The secular professors have looked for ways to distance themselves from Christian belief for some time. This occurs in teachings about origins, human development, human society, and morality, and it isn’t surprising it would be applied to gender. There is a good reason for this because of how personal gender is. The non-Christian sees that the use of “male” and “female” in our culture borrows from Christian ideas and rejects this by rethinking gender.
That part isn’t surprising at all. Nor is it surprising that theological issues like the nature of God aren’t at the forefront of the cultural debate. Sexuality is a personal and experiential subject that comes into people’s minds in a way that the knowledge of God does not. In the history of new religious movements in the United States, you will find that many times they involve not only a different concept of God and Christ than does orthodox Christianity, but they also try to change how humans approach sex and marriage. This can be by prohibiting sex, or by doing away with monogamy and with other variations. We are simply seeing the continuation of this practice in our day.
What is different now is the attempt to make everyone conform to this new movement in public education. Announcing your pronouns is a way of alerting others to your religious beliefs. And others are expected to do the same. So far at ASU, we have not had a mandate to include pronouns, but it is an expectation among the secular professors. It is a way of identifying who is part of the group and who is not “going along.”
In the past, the secular humanist approached the liberal arts with the appearance of neutrality.

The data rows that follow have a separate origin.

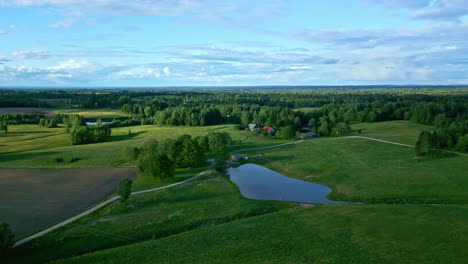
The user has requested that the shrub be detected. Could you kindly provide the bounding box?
[118,178,133,203]
[0,222,14,255]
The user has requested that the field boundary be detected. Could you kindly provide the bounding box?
[13,160,215,247]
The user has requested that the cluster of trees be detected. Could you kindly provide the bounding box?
[416,130,468,156]
[60,114,112,145]
[1,88,467,152]
[0,123,7,133]
[38,118,58,128]
[70,125,112,145]
[0,113,45,124]
[130,132,232,180]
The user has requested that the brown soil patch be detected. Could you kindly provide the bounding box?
[0,168,137,238]
[0,107,55,117]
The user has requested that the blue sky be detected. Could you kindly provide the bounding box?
[0,0,467,86]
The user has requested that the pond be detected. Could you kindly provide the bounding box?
[228,163,357,204]
[86,121,110,125]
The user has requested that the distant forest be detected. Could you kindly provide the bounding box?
[1,87,467,151]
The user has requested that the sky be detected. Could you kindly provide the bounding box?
[0,0,467,87]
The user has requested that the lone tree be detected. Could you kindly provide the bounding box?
[415,131,433,156]
[0,222,14,255]
[118,178,133,203]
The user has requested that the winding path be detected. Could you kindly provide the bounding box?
[13,160,216,248]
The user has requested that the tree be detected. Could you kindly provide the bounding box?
[121,103,132,113]
[144,106,153,117]
[0,222,14,255]
[455,135,468,152]
[333,122,351,136]
[415,131,433,156]
[118,178,133,203]
[176,137,204,167]
[0,123,7,133]
[153,154,175,180]
[277,126,296,139]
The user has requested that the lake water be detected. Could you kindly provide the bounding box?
[228,163,356,204]
[86,121,110,125]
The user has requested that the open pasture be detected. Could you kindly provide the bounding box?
[244,137,468,204]
[0,168,137,238]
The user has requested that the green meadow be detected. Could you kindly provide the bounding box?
[3,118,468,264]
[350,120,433,145]
[244,137,468,204]
[53,204,468,264]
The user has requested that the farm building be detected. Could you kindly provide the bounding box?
[248,123,261,131]
[230,154,243,162]
[262,126,276,133]
[300,131,318,139]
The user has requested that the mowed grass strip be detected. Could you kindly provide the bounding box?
[52,108,130,119]
[51,204,468,264]
[0,125,69,153]
[8,173,291,264]
[245,138,468,204]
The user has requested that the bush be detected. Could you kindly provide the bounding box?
[55,157,64,163]
[234,124,245,130]
[123,147,140,161]
[118,178,133,203]
[0,222,14,255]
[69,157,81,163]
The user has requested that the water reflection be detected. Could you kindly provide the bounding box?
[228,163,358,204]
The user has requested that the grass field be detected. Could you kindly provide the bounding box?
[52,108,130,119]
[4,119,468,264]
[350,120,433,145]
[0,124,287,168]
[244,138,468,203]
[293,107,321,112]
[0,168,137,238]
[52,204,468,264]
[8,173,292,264]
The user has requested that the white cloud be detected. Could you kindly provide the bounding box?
[163,66,171,76]
[46,59,97,73]
[11,50,51,60]
[109,68,161,79]
[9,24,16,29]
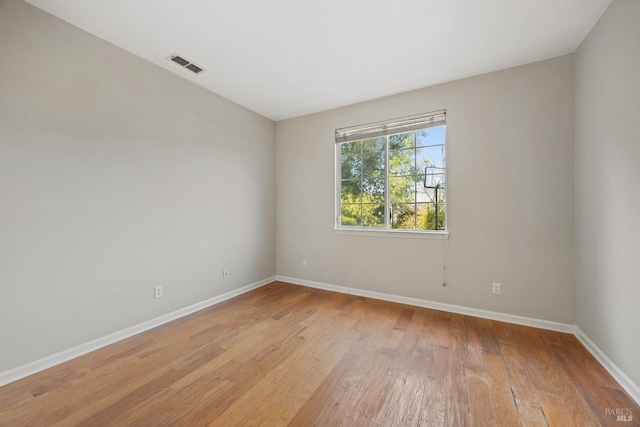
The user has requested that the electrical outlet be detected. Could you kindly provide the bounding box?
[154,286,163,299]
[223,268,229,279]
[492,282,501,294]
[303,259,308,268]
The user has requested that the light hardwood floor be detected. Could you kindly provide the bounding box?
[0,281,637,426]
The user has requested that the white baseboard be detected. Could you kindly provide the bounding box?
[575,327,640,406]
[0,276,275,388]
[277,275,575,333]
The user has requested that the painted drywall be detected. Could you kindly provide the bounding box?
[575,0,640,389]
[276,55,575,324]
[0,0,275,373]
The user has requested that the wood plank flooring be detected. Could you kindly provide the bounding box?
[0,281,637,426]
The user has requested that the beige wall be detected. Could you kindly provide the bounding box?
[0,0,276,372]
[575,0,640,389]
[276,55,575,324]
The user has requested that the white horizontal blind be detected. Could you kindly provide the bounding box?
[335,110,446,144]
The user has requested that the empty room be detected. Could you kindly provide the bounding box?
[0,0,638,425]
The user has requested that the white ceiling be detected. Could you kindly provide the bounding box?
[24,0,610,121]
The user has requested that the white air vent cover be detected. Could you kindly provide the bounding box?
[167,53,206,75]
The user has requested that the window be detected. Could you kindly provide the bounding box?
[335,110,446,232]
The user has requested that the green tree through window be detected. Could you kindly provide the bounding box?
[337,117,446,232]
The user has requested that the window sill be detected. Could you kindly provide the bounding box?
[334,228,449,239]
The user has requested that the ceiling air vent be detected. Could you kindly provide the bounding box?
[185,63,203,74]
[167,54,206,75]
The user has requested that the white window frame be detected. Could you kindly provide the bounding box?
[334,110,448,237]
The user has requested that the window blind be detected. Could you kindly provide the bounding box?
[335,110,446,144]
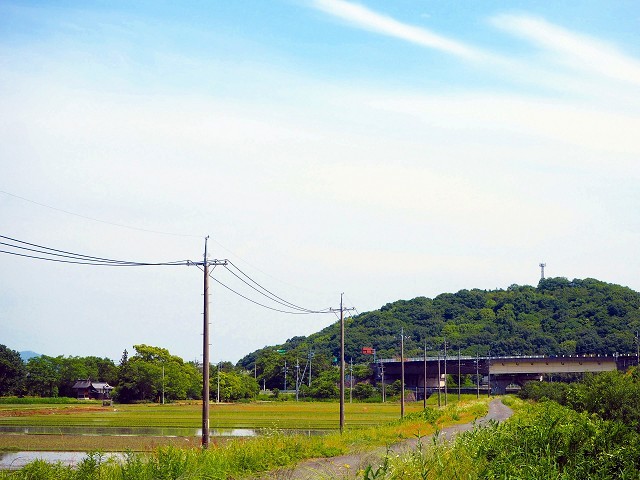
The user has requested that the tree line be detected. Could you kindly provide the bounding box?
[0,343,381,402]
[0,344,262,403]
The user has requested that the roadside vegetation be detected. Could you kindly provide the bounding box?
[363,369,640,479]
[366,399,640,479]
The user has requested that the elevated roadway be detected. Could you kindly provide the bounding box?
[375,354,638,395]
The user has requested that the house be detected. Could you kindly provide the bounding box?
[71,379,114,400]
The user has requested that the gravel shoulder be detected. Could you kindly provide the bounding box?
[259,398,513,480]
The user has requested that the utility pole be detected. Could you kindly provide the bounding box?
[423,340,427,409]
[331,293,354,433]
[476,351,480,399]
[284,360,287,392]
[216,363,220,404]
[295,359,300,402]
[400,327,406,418]
[349,358,353,404]
[201,237,228,449]
[437,350,441,407]
[458,347,461,402]
[487,352,491,398]
[202,237,210,448]
[380,362,386,403]
[443,338,448,406]
[162,365,165,405]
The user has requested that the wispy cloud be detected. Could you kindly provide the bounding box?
[311,0,488,62]
[491,14,640,86]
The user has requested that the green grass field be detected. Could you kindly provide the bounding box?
[0,396,475,452]
[0,399,431,430]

That appearance is gone. Christian beliefs about God creating man and woman for a purpose that includes marriage are now deconstructed as biased. But what is put in their place? And is it coherent? No. It is just another return to the will to power and rejection of God’s revelation.
Parents and students, you need to know what to expect from these professors. You can see from their sponsored events and class titles that equal time is not given to competing ideas. Pretended neutrality and toleration are gone.